Un hilo de lluvia incipiente empezó a mojar los adoquines de la calle lateral mientras caminaba sin prisa hacía los muelles de carga. Buscaba un letrero de neón rojo sobre verde lima colocado sobre un edificio de hormigón y acero negro. El frenesí de los estibadores, distante pero constante, inundaba las callejuelas y ensordecía las conversaciones de los marinos mercantes que se cruzaban con él. Las dispersas gotas se convirtieron en torrente. Los andares cansados se convirtieron en prisas. Se acomodó la pesada gabardina para lidiar con la gélida agua invernal y continuó la búsqueda con pasmosa relajación entre centenares de contenedores de carga, abandonados, que se amontonaban anárquicamente en calles de imposible comprensión. Mientras recordaba las indicaciones que compró en el Zoco árabe, de las afueras, se sorprendió encontrando su mente admirando los desteñidos colores, corroídos por la intemperie, de dos containers de Hyundai Corp. La fragancia de Ramen y cuscús le llamó la atención y la persiguió hasta dar con el origen, un destartalado tenderete de comida rápida.
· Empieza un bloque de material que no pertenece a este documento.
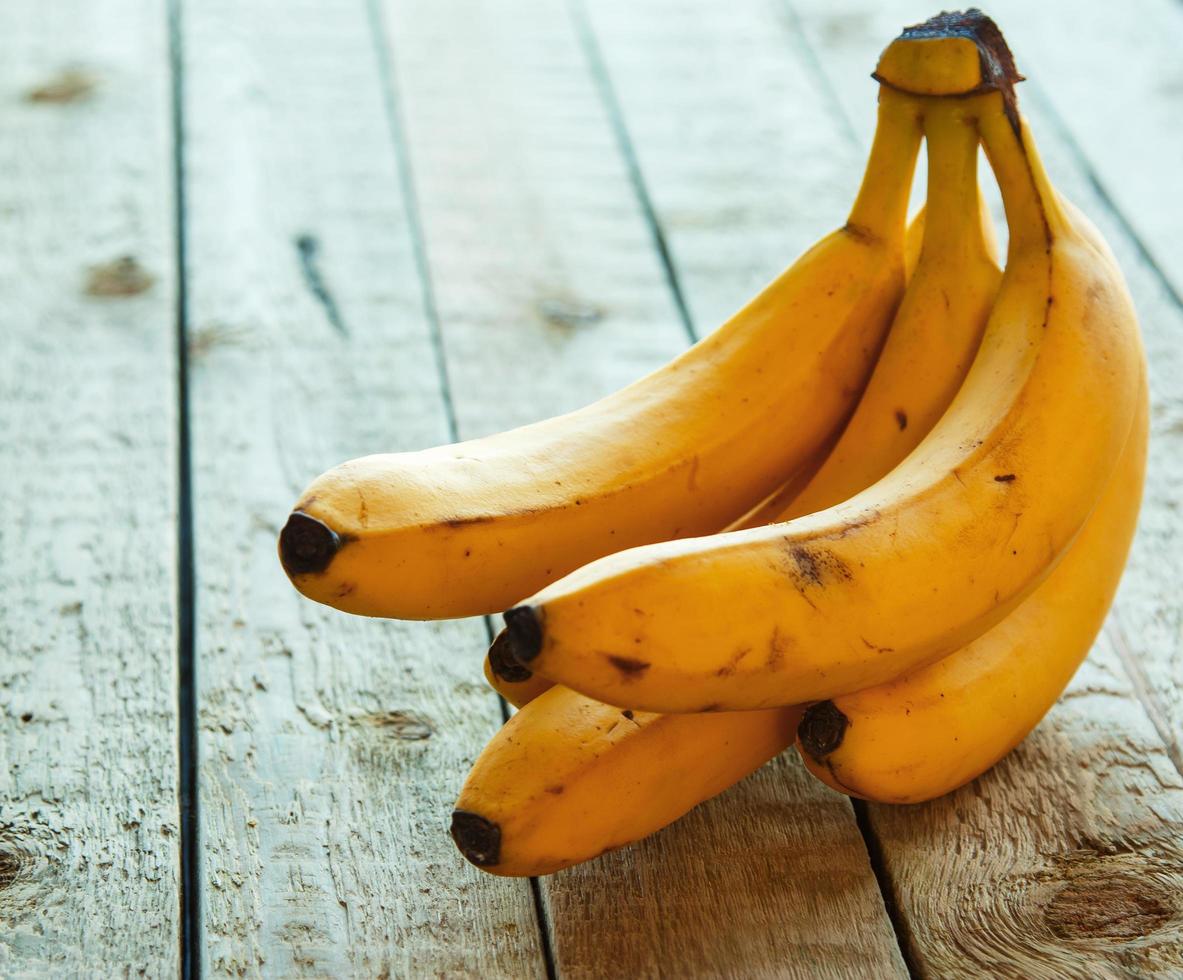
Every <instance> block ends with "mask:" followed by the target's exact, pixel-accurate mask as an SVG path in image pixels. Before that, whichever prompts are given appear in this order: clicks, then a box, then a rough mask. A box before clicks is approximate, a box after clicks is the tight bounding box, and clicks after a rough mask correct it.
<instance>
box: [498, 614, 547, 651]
mask: <svg viewBox="0 0 1183 980" xmlns="http://www.w3.org/2000/svg"><path fill="white" fill-rule="evenodd" d="M503 619H504V620H505V633H506V634H508V636H509V652H510V653H512V656H513V659H515V660H517V662H518V663H522V664H528V663H530V660H532V659H534V658H535V657H537V656H538V655H539V653H541V652H542V634H543V626H542V615H541V614H539V613H538V611H537V610H536V608H535V607H534V606H515V607H513V608H512V610H506V612H505V614H504V615H503Z"/></svg>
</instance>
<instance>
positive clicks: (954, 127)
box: [920, 99, 989, 254]
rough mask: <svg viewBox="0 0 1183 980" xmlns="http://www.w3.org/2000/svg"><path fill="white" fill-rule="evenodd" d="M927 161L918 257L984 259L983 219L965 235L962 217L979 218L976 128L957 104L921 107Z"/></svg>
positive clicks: (986, 250)
mask: <svg viewBox="0 0 1183 980" xmlns="http://www.w3.org/2000/svg"><path fill="white" fill-rule="evenodd" d="M924 138H925V146H926V151H927V156H929V183H927V200H926V202H925V207H926V212H925V214H926V218H925V227H924V239H923V244H922V246H920V251H922V254H924V253H927V252H932V253H933V254H940V253H945V254H957V253H962V254H965V253H977V254H988V253H989V249H988V246H987V241H985V236H984V233H983V226H982V221H981V217H978V220H977V221H976V223H974V225H975V228H974V230H975V231H976V234H975V233H971V234H967V231H970V230H969V228H967V223H965V215H967V214H976V215H981V208H980V206H978V189H977V144H978V135H977V125H976V123H975V121H974V118H972V117H967V116H965V114H964V111H963V107H962V104H961V101H959V99H957V101H950V99H930V101H929V103H927V104H926V105H925V107H924Z"/></svg>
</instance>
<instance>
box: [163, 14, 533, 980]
mask: <svg viewBox="0 0 1183 980" xmlns="http://www.w3.org/2000/svg"><path fill="white" fill-rule="evenodd" d="M182 33H183V38H182V40H183V46H185V62H186V69H187V76H186V77H187V83H186V84H187V102H186V120H187V127H186V129H187V166H186V169H187V178H188V179H187V204H188V221H187V228H188V243H189V298H190V310H192V316H190V323H189V330H190V343H192V352H193V372H192V406H193V407H192V414H193V441H194V450H193V476H194V498H195V511H196V543H198V549H196V566H198V568H196V573H198V611H199V613H198V638H196V645H198V656H199V662H200V670H199V673H200V681H201V685H200V691H201V731H200V740H201V761H202V782H201V789H202V792H201V817H202V827H201V829H202V842H203V851H205V878H206V889H205V896H203V900H205V901H203V922H205V931H206V935H205V940H206V948H207V950H208V952H207V967H208V969H209V972H211V973H212V974H214V975H226V974H238V975H267V976H380V975H382V976H408V975H413V976H421V975H437V974H439V975H474V976H477V975H479V976H515V978H516V976H526V975H538V974H541V973H542V972H543V963H542V958H541V954H539V946H538V930H537V926H536V923H535V911H534V905H532V898H531V892H530V888H529V883H526V882H512V881H496V879H490V878H486V877H484V876H481V875H480V872H478V871H477V870H476V869H472V868H470V866H467V865H466V864H465V863H464V862H463V859H461V858H460V857H459V856H458V855H457V852H455V849H454V847H453V845H452V842H451V840H450V839H448V837H447V820H448V813H450V810H451V802H452V799H453V794H454V788H455V786H457V785H458V782H459V779H460V776H461V774H463V773H464V772H465V771H466V768H467V766H468V763H470V762H471V760H472V759H473V757H474V754H476V752H477V750H478V749H479V747H480V744H481V743H483V742H484V740H485V739H486V737H487V736H489V735H490V734H492V731H494V730H496V728H497V727H498V726H499V724H500V710H499V705H498V701H497V698H496V697H494V696H493V695H492V694H491V692H490V691H489V690H487V689H486V686H485V685H484V683H483V679H481V678H480V673H479V657H480V651H481V650H483V647H484V643H485V632H484V627H483V624H481V623H479V621H455V623H440V624H409V623H389V621H376V620H362V619H356V618H351V617H345V615H341V614H340V613H336V612H331V611H328V610H325V608H323V607H318V606H315V605H312V604H310V602H309V601H306V600H304V599H303V598H300V597H299V595H298V594H297V593H296V592H295V591H293V589H292V587H291V586H290V584H289V582H287V580H286V578H285V576H284V574H283V572H282V570H280V567H279V563H278V561H277V559H276V535H277V533H278V529H279V524H282V523H283V521H284V520H285V517H286V512H287V509H289V508H290V507H291V505H292V503H293V502H295V501H296V499H297V497H298V495H299V492H300V490H302V489H303V486H304V484H305V483H306V482H308V481H309V479H311V477H313V476H315V475H316V473H318V472H321V471H322V470H324V469H327V468H328V466H330V465H332V464H336V463H338V462H341V460H343V459H345V458H349V457H354V456H360V454H363V453H367V452H373V451H379V450H400V449H418V447H421V446H425V445H431V444H435V443H442V441H447V440H448V439H450V434H451V433H450V428H448V421H447V413H446V405H445V398H444V392H442V388H441V378H440V373H439V370H438V366H437V361H435V354H434V349H433V340H432V324H431V321H429V317H428V315H427V312H425V304H424V286H422V282H421V279H420V276H419V270H418V265H416V254H415V246H414V228H413V227H412V226H411V223H409V219H408V211H407V202H406V201H405V199H403V198H402V194H401V180H400V168H399V160H397V157H396V146H395V143H394V141H393V138H392V128H390V124H389V122H390V121H389V118H388V116H387V112H386V107H384V99H383V79H382V63H381V59H380V58H379V57H377V47H376V41H375V36H374V25H373V21H371V19H370V17H369V15H368V13H367V9H366V6H364V5H362V4H354V2H344V0H341V2H323V0H316V2H311V0H309V2H299V4H285V2H278V0H277V1H276V2H258V4H238V2H233V0H218V1H212V2H201V4H188V5H186V11H185V21H183V32H182Z"/></svg>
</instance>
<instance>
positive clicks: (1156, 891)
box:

Apartó los deshilachados plásticos del improvisado techo, con la mano enfundada en cuero, y se cobijó del molesto aguacero.
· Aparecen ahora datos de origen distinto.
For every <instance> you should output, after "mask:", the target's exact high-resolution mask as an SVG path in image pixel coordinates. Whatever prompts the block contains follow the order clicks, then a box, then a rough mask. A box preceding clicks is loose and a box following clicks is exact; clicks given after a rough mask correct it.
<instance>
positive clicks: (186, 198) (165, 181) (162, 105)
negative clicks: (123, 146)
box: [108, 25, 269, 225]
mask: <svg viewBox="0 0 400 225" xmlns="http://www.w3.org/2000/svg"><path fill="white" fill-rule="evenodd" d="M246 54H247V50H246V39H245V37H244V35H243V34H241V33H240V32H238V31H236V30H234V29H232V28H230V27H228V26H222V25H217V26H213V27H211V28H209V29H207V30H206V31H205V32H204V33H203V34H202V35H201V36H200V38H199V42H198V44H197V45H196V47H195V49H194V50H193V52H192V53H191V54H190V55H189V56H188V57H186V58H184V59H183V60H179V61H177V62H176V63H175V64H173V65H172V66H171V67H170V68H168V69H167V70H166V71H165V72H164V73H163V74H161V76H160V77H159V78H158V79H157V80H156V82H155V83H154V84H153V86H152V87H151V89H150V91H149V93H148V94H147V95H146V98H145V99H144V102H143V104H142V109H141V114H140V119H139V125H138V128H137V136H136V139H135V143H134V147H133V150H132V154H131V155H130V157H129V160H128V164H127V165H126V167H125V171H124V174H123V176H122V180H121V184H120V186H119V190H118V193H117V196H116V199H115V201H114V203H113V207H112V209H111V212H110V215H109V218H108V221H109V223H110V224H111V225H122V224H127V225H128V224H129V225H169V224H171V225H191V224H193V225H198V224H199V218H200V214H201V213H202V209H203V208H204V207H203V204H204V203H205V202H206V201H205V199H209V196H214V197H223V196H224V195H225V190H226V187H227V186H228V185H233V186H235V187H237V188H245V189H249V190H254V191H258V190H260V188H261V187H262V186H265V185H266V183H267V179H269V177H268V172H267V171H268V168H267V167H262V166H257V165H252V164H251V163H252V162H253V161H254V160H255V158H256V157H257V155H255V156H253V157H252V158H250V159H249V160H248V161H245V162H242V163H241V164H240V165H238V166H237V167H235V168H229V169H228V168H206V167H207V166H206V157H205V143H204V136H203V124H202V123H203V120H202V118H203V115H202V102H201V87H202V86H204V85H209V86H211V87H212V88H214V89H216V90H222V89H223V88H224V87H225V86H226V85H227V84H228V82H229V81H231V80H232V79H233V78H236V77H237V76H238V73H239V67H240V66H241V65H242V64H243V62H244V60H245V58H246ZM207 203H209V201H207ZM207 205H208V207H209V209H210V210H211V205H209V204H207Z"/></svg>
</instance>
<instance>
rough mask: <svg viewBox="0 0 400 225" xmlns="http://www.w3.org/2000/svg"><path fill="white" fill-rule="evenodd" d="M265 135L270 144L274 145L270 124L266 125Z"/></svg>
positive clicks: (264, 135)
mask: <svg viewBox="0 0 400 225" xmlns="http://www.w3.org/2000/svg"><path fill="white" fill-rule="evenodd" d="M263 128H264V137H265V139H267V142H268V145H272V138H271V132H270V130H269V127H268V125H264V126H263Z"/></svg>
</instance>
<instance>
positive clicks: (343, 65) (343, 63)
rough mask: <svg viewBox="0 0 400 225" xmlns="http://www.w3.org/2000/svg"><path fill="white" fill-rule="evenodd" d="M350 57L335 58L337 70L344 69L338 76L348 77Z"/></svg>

– Aún no es época de Typhons pero el tiempo nos castiga con infortunios.– la voz rasgada por años de contaminación escupía las palabras entrecortadamente con un deje metálico que no daba lugar a dudas, el propietario llevaba un implante sintetizador vocal arrancado de alguna vieja reliquia de desguace, de los inicios de la robotización.
– ¿Tienes Ramen recién hecho?– preguntó el hambriento Kimura mientras analizaba al anciano tras los fogones.
– Claro, claro, claro, claaa.– algún error de software le provocó un bug que el anciano omitió continuando con su ajetreo.– ¿Paaaa paraa bebebeberrrr?– Continuó mientras unos fideos saltaban en el Wok.
– Atsukan muy caliente y una ración grande de Ramen. – Dos días sin comer era demasiado incluso para él. Miró la hora dos veces y repasó mentalmente las instrucciones mientras observaba al resto de clientes.
El tenderete era un viejo furgón Toyota con un techo agrandado por cañas de bambú, chapas corrugadas y plásticos viejos. Apenas tres mesas bajas con cajas por sillas, una exigua barra, todo, iluminado por eternos farolillos de papel y dorados nekos colgados de hilos de seda roja. Las gotas martilleaban el metal sin piedad aparente mientras dos chinos jugaban al Mahjong ignorando la molesta noche y un joven mutilado, sucio y andrajoso apuraba un plato de arroz sentado entre cajas de plástico vacías. Volvió a mirar la hora un par de veces seguidas y esperó sentado sobre un antiguo barril algo que le reconfortara.
El primer vaso entró directo. El segundo lo degustó y disfrutó la calidez en el esófago. Fué sutil pero escucho como, delicadamente, una mano apartaba los plásticos para entrar. tenue golpeteo de la lluvia sobre un anorak tático. No se giró, buscó el reflejo en las decenas de nekos que adornaban el restaurante. Pasos tenues. Dos sonoros sorbos a la increíble sopa. Los implantes de combate se erizaron ante la proximidad. La retina un hervidero de avisos. Otro trago distraído para girarse en un gesto fugaz con el cuarenta y cinco en ristre. Sorpresa en los ojos de la presa. Temor certero. El Mahjong quedó inundado de sesos y espesa sangre modificada antes, incluso, que la preciosa vaina encontrara su lugar en el mugriento suelo repleto de colillas de tabaco de contrabando. Billetes verdes bajo la botella de porcelana del Atsukan y de camino a la salida dos disparos más, a quemarropa, amortiguados por el preciso silenciador.
– Sin duda, un ninja corporativo. Sin duda, la noche sería movida.– pensó Kimura mientras se perdía en la creciente oscuridad de la tormenta.